Other times, guided either by instinct or by the knowledge and suspicions of fellow developers, I'd make performance-related changes that, according to the profilers, should have had no benefit at all, only to see substantial improvements in benchmark results.
So I was quite interested to happen upon this recent paper: Evaluating the Accuracy of Java Profilers. The paper does a very thorough and approachable job of explaining why current Java profilers produce misleading results, as well as suggesting ways that future profilers could be improved.
From the paper:
The contributions of this paper are as follows:
1. We show that commonly-used profilers often disagree with each other and thus are often incorrect.
2. We use causality analysis to determine whether or not a profiler is producing an actionable profile. This approach enables us to evaluate a profiler without knowing the “correct” profile; prior work on evaluating the accuracy of profilers assumes the existence of a “correct” profile (Section 8.1).

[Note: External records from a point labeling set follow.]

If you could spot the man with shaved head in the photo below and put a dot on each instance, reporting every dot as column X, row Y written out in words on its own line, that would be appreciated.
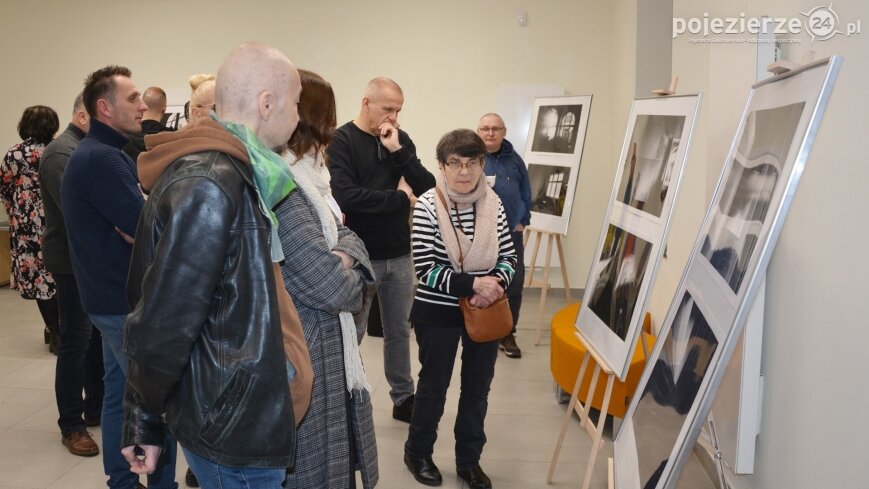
column 376, row 177
column 206, row 337
column 508, row 176
column 152, row 121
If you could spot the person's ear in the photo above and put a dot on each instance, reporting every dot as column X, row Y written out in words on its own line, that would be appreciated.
column 104, row 107
column 266, row 103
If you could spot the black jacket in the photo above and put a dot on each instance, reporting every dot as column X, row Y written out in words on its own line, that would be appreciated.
column 204, row 339
column 365, row 178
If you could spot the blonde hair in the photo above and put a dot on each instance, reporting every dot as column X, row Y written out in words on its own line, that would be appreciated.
column 196, row 80
column 202, row 92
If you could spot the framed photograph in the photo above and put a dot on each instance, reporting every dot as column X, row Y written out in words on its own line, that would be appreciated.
column 555, row 141
column 727, row 265
column 549, row 185
column 644, row 193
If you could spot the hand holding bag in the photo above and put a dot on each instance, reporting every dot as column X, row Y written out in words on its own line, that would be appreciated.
column 483, row 324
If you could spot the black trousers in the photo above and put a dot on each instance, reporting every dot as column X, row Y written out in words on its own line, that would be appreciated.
column 437, row 354
column 79, row 360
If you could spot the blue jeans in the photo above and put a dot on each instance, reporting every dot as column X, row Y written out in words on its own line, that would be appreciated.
column 215, row 476
column 79, row 360
column 115, row 380
column 394, row 279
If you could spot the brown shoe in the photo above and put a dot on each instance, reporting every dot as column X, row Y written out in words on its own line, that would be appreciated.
column 80, row 443
column 511, row 349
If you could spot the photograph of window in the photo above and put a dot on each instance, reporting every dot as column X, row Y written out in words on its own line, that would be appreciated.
column 556, row 129
column 549, row 185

For example, Buytaert et al. use a profile obtained using HPMs and frequent sampling to evaluate the accuracy of other profilers.
3. We show, using causality analysis, that commonly-used profil- ers often do not produce actionable profiles.

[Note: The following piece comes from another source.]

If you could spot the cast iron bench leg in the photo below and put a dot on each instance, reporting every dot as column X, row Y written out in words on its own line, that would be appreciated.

4. We show that the observer effect biases our profiles. In partic- ular, dynamic optimizations interact with a profiler’s sampling mechanism to produce profiler disagreement.

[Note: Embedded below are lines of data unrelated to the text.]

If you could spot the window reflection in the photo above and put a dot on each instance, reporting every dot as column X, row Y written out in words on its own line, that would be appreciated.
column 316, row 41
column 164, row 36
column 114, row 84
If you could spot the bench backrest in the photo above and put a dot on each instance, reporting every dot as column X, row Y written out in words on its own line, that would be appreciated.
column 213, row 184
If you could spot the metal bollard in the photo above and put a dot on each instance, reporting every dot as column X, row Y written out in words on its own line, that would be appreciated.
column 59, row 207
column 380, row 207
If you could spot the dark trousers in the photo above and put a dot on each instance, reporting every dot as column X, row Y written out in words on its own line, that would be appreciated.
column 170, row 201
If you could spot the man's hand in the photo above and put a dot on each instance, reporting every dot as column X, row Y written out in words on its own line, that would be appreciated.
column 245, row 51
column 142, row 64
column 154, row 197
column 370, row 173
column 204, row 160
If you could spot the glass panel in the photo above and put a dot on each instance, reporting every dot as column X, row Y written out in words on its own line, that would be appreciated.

5. We introduce a proof-of-concept profiler that addresses the above mentioned source of profiler bias. As a consequence our profiler produces actionable profiles.
I thought that the most interesting part of the paper was section 6: "Understanding the cause of profiler disagreement". The key observation that is made in this section has to do with the interaction between the profiler's sampling technique and the underlying JVM's implementation of "yield points":
To understand why our profilers were not randomly picking sam- ples from the program run, we took a closer look at their imple- mentation. We determined that all four profilers take samples only at yield points. More specifically, when a profiler wishes to take a sample, it waits for the program’s execution to reach a yield point.
Yield points are a mechanism for supporting quasi-preemptive thread scheduling; they are program locations where it is “safe” to run a garbage collector (e.g., all the GC tables are in a consistent state). Because yield points are not free, compilers often optimize their placement. For example, as long as application code does not allocate memory and does not run for an unbounded amount of time, the JVM can delay garbage collection until after the appli- cation code finishes; thus, a compiler may omit yield points from a loop if it can establish that the loop will not do any allocation and will not run indefinitely. This clearly conflicts with the goal of profilers; in the worst case, the profiler may wish to take a sample in a hot loop, but because that loop does not have a yield point, the profiler actually takes a sample sometime after the execution of the loop. Thus, the sample may be incorrectly attributed to some method other than the one containing the loop.
Using an alternate technique, the authors prototype a different sampling-based profiling technique, which they call tprof, and test out their profiler on several common benchmarks, and demonstrate dramatically improved profiling results. Unfortunately, they also run up against a number of limitations in their profiling technique, due to the behaviors of current JVMs and JITs, but it seems like these limitations should be surmountable, so I really hope that this paper gets some attention in the Java profiling community and leads to improved profiler behaviors.